Este recurso no es fácil, tan solo los genios como él son capaces de conseguirlo.
A los lectores les gusta la dicotomía y esto lo sabía Charles Dickens:
“Era el mejor de los tiempos, era el peor de los tiempos, la edad de la sabiduría y también de la locura” (Historia de dos ciudades).
Los comienzos literarios tienen un universo ilimitado, para comprobarlo tan solo hay que explorar los grandes clásicos. Hay algunos absurdos como sucede en El extranjero de Albert Camus:
“Hoy ha muerto mamá. O quizá ayer. No lo sé”
Esto genera desazón, duda y falta de empatía que nos empuja a conocer más, en definitiva, a seguir leyendo.
Universos donde todo es posible
Otros escritores prefieren las solemnidades como “Llamadme Ismael” (Moby Dick) o “Todas las familias dichosas se parecen, pero las infelices lo son cada una a su manera” (Anna Karenina).
Hay novelas que nos sitúan en un tiempo y un lugar excepcionales, donde todo es posible y, al mismo tiempo, donde todo está por hacer.
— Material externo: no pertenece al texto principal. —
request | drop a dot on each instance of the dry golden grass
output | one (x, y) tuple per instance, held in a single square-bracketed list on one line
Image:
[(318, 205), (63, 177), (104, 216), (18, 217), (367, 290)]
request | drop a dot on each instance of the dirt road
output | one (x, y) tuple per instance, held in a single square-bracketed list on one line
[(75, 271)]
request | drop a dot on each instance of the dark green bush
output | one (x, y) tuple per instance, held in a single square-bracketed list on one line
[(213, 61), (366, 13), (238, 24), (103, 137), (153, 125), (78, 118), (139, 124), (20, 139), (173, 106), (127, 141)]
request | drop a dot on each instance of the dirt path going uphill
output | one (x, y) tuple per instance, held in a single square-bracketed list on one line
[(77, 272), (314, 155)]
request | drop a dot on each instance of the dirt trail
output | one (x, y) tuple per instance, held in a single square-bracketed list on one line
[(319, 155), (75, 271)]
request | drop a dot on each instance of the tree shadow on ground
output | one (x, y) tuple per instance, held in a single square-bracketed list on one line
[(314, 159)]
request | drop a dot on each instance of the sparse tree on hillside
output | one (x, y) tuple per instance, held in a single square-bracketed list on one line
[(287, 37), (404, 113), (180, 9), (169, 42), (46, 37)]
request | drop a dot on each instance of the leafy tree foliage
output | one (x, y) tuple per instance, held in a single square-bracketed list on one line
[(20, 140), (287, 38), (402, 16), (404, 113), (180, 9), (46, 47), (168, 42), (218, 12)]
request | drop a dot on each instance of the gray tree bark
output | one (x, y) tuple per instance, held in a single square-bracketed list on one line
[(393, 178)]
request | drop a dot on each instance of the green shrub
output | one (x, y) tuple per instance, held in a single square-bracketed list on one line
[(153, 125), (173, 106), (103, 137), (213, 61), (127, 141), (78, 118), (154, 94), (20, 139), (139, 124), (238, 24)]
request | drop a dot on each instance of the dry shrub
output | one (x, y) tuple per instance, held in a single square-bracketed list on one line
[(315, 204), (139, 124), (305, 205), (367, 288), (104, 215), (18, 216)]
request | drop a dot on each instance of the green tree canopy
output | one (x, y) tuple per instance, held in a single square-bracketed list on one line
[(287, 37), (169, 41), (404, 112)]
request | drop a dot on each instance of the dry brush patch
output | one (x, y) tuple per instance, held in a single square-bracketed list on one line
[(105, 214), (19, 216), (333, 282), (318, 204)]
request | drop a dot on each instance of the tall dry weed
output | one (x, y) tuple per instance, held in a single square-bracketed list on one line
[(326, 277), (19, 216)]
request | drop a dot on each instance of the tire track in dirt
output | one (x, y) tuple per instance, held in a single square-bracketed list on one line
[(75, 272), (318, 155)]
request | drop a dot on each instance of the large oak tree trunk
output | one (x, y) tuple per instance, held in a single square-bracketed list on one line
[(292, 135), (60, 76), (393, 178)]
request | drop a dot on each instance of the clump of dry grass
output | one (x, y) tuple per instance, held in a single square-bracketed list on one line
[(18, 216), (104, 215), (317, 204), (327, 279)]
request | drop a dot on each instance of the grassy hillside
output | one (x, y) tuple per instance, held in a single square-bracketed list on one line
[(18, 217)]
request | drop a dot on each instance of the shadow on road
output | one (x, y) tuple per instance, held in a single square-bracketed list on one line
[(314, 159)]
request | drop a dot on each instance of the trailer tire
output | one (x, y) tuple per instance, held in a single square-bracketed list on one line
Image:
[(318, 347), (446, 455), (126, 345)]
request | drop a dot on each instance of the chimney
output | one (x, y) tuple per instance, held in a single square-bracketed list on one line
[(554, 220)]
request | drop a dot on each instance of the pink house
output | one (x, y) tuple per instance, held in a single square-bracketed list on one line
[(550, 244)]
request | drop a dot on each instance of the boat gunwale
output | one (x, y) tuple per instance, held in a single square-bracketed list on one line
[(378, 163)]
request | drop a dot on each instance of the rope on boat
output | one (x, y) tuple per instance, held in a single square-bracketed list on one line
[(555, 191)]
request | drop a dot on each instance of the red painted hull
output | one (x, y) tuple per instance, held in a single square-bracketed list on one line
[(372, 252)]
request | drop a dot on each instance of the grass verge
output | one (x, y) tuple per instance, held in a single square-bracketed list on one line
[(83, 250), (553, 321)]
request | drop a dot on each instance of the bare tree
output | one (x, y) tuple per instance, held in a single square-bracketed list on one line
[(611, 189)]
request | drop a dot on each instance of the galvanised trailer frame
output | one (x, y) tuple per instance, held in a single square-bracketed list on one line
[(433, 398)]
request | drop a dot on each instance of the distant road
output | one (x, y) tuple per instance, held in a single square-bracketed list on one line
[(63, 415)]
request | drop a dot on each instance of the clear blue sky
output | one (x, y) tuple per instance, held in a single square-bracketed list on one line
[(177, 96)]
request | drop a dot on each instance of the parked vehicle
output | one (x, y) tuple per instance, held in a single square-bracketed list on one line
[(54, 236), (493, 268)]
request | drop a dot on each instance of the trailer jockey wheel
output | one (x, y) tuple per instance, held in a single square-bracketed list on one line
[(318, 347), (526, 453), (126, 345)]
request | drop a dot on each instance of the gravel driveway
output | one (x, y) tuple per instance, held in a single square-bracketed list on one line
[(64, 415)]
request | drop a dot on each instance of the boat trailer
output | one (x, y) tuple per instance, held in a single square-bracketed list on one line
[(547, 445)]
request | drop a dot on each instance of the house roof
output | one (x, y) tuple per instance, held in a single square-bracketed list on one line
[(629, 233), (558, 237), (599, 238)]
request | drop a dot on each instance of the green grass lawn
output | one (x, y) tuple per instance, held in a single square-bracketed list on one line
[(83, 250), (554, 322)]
Es precisamente esta filosofía narrativa la que predispone al lector a tener una experiencia única e insólita.
¿Cómo olvidar el comienzo de El guardián entre el centeno?
“Si de verdad les interesa lo que les voy a contar, lo primero que querrán saber es dónde nací…”
De forma similar arranca El camino de Miguel Delibes:
“Las cosas podrían haber sucedido de cualquier otra manera y, sin embargo, suceden así”.
Después de un buen inicio viene lo más peliagudo, consumar la deuda prometida, saciar la curiosidad del que está al otro lado del libro. Únicamente los más sagaces y los más preparados consiguen que su libro sea recordado entre toda la caterva de novelas que ocupan nuestro cerebro literario.
No en balde, recordar significa literalmente volver a pasar por el corazón (‘re’, de nuevo, y ‘cordis’, corazón).
Para terminar, rememorar el mejor microcuento de toda la Historia (el cuento más corto del mundo, de solo 7 palabras): El dinosaurio, del escritor hondureño Augusto Monteroso, en donde el inicio y el final se funden en un abrazo inmortal…
“Cuando despertó, el dinosaurio todavía estaba allí.”